Now “a medical practitioner may dispense drugs if the practitioner:
(a) registers with the board of pharmacy provided for in 2-15-1733; and
(b) complies with the requirements of this section.

(2) Drugs dispensed by a medical practitioner must be:
(a) dispensed directly by the practitioner at the practitioner's office or place of practice;
(b) dispensed only to the practitioner's own patients; and
(c) necessary in the treatment of the condition for which the practitioner is attending the patient.

(3) Before dispensing a drug, a medical practitioner shall offer to give a patient the prescription in a written, electronic, or facsimile form that the patient may choose to have filled by the practitioner or any pharmacy.

(4) Except as otherwise provided in this section, a medical practitioner:
(a) may dispense only those drugs that the practitioner is allowed to prescribe under the practitioner's scope of practice; and
(b) may not dispense a controlled substance.

(5) A medical practitioner dispensing drugs shall comply with and is subject to the provisions of this part and the provisions of:
(a) Title 37, chapter 7, parts 4, 5, and 15;
(b) Title 50, chapter 31, parts 3 and 5;
(c) the labeling, storage, inspection, and recordkeeping requirements established by the board of pharmacy; and
(d) all applicable federal laws and regulations.
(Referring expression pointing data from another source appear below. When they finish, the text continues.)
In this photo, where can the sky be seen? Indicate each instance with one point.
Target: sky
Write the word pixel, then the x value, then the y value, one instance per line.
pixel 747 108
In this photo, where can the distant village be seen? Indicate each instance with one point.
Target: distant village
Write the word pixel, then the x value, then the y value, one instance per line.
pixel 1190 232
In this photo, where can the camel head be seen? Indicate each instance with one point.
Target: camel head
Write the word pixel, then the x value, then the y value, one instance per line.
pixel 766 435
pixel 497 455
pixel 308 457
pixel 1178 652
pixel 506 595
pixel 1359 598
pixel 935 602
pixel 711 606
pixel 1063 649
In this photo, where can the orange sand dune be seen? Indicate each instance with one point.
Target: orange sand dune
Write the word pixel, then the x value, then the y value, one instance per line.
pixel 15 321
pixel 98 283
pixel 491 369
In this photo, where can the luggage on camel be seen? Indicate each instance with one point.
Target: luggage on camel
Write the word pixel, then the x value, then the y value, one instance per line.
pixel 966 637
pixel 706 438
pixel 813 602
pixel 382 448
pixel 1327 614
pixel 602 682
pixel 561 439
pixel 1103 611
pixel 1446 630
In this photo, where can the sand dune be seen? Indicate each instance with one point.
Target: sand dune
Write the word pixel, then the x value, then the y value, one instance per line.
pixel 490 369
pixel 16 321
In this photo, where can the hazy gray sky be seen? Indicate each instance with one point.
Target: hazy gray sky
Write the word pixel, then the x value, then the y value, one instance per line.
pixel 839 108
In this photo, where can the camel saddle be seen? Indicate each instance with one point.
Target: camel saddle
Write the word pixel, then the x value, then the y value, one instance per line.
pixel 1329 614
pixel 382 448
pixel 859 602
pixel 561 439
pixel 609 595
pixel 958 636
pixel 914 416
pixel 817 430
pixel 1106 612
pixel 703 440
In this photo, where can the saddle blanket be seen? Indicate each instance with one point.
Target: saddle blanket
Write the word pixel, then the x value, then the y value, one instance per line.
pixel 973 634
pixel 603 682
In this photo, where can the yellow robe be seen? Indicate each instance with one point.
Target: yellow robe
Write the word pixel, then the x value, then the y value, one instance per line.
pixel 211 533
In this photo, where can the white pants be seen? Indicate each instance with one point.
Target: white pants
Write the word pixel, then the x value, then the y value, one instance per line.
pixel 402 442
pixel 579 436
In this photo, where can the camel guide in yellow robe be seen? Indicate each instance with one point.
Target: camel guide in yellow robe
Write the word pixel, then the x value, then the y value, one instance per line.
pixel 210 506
(6) A medical practitioner registering with the board of pharmacy shall pay a fee ($240.00) established by the board by rule. The fee must be paid at the time of registration and on each renewal of the practitioner's license.

(7) Except as provided in subsection (8), a medical practitioner registered with the board of pharmacy may not dispense drugs to an injured worker being treated pursuant to Title 39, chapter 71.

Subject only to 37-2-104, 37-7-401, and 37-7-402, this chapter does not: (1) subject a medical practitioner, as defined in 37-2-101, or a person who is licensed in this state to practice veterinary medicine to inspection by the board, prevent the person from compounding or using drugs, medicines, chemicals, or poisons in the person's practice, or prevent a medical practitioner from furnishing to a patient drugs, medicines, chemicals, or poisons that the person considers proper in the treatment of the patient.”

Prior to these updates in 2021 the Montana Code Annotated (2017) 37-2-104 historically stated that “it is unlawful for a medical practitioner to engage, directly or indirectly, in the dispensing of drugs” except… in an emergency, or “whenever there is no community pharmacy available to the patient,” or “the dispensing of drugs occasionally, but not as a usual course of doing business, by a medical practitioner.”

Medicaid - Most physicians will want to review the three options discussed here. DPC practices will likely find that the “Rendering Only Enrollment” is the most effective option. This should ensure that you are credentialed with Medicaid while not obligating you to bill Medicaid for services rendered.